The most experimental track, the raw yet beautiful "Alice in The Sky," stems from a repeating, damped-string piano motif, and features the guitar wizardry of Fred Frith
. Frith's crying lines grow in intensity, and distortion and loops are underpinned by a deep, quasi-devotional vocal drone and subtle Balinese temple bell effects. Drummer Claudio Strüby's presence increases gradually, with cymbals and pattering brush patterns raging quietly. It's an absorbing exercise in wedding sound textures, and typical of Rusconi's embrace of music's infinite possibilities, following collaborations with Swiss visual artist Pipilotti Rist, experimental Chinese jazz singer Coco Zhao, German arts/fashion photographer Diana Scheunemann , and video/film collective Zweihundfilm who conceived the wonderfully sympathetic video for Rusconi's composition from 2008, "One Up Down Left Right."

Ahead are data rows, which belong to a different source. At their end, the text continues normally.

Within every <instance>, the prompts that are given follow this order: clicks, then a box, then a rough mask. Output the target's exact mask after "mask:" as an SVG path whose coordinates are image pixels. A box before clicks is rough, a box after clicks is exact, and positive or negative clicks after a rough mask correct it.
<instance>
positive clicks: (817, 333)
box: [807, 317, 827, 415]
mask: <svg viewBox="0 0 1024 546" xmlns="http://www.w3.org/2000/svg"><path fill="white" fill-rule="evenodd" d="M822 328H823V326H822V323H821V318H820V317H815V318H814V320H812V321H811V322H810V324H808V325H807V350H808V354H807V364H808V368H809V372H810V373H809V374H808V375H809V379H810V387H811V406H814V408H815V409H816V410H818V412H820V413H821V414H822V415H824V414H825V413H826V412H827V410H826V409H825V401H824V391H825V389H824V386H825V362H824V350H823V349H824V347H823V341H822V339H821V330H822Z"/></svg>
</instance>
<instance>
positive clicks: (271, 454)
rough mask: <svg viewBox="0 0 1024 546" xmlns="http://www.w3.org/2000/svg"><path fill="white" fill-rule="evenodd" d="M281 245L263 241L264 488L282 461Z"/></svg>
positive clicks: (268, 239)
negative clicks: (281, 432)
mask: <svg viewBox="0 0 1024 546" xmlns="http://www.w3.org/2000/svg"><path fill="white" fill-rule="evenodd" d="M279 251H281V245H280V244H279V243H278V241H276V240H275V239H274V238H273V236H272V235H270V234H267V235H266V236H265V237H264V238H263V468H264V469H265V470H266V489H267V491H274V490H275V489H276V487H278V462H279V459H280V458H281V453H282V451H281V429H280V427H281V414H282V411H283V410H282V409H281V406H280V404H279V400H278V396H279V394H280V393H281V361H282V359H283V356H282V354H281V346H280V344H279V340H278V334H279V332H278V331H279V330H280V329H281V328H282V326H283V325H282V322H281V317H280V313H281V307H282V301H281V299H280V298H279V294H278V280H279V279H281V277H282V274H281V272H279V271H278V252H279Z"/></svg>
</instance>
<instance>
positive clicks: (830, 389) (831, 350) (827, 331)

The pop-rock "Massage the History Again" shares the melodic strength and epic surge of Radiohead at its best, and is imbued with lyricism, notably in Gisler's unaccompanied bass solo. "Kaonashi" is a short, driving number, little more than a melody bolstered by rhythmic support and framed at either end by pools of quiet abstraction. "False Awakening" is an unusual vignette; percussion clatters like cutlery fighting, over a melancholic, film-score piano motif and amplified arco. A raucous live version of Sonic Youth's "Hits of Sunshine"driven by a "Love Supreme"-type bass ostinatodemonstrates Rusconi's penchant for building from simple melodic and rhythmic foundations to heady, ecstatic heights; jazz, art-rock and psychedelia in a smoldering threesome. Powerful, adventurous and essential popular modern music.
Track Listing: Tempelhof; Milk; Alice in the Sky; Berlin Blues; Massage the History Again; Kaonashi; False Awakening; Hits of Sunshine (live in Bielefeld).